© Neda Navaee

We Are Family – the 1979 hit song – could have been penned for Freddy Kempf and the Royal Philharmonic Orchestra. The relationship between the concert pianist and the Orchestra goes back to 1985 when, aged just eight years old, Kempf made his concerto debut performing Mozart’s Piano Concerto No.12 in A major, K.414.

“I’d been spotted playing at various music festivals and it was suggested I give a concert with the RPO,” Kempf – now 37 – tells me, midway through a concert tour he is undertaking in Russia.

It was a life-changing event. The young Kempf had already begun to be noticed, but his RPO concert fanned the flames of his emerging talent. Within two years, he’d won the National Mozart competition, before two years after that, winning BBC Young Musician of the Year.

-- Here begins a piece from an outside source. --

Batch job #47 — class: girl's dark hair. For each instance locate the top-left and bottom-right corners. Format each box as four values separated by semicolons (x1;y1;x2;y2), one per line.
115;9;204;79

“Some years later when I was eighteen and in the US, I was chatting with some student friends about the UK music scene,” he says. “They were amazed that by that age I’d played the Tchaikovsky concerto twenty times. I told them it was all down to the UK’s unique professional and semi-professional music scene that gives young musicians an opportunity they won’t get anywhere else in the world.”

Today, Kempf really values his long relationship with the RPO. As a student at the Royal Academy of Music, many of the Orchestra’s current members were his friends and contemporaries. Now, as a soloist travelling the world often on his own, he says it’s wonderful to meet up with them for performances.

“There’s a chemistry between us,” he says. “A concert pianist’s life can be lonely, but it’s been nice growing up with the RPO and working with its players. They’re my friends, and the RPO is like a second family to me.”

And now we can enjoy the fruits of that relationship when Kempf and the Royal Philharmonic Orchestra perform Grieg’s Piano Concerto at Hull City Hall on Thursday 28 May and at Cambridge Corn Exchange on Saturday 30 May. The pianist regards it as a very special concerto. Considering how many he has in his repertoire, he actually came to it later in life. He says, simply, that he loves it.

“It’s so well written and contains some of the most beautiful music you’re ever likely to hear in a concert hall. It’s fantastic and I always enjoy playing it.”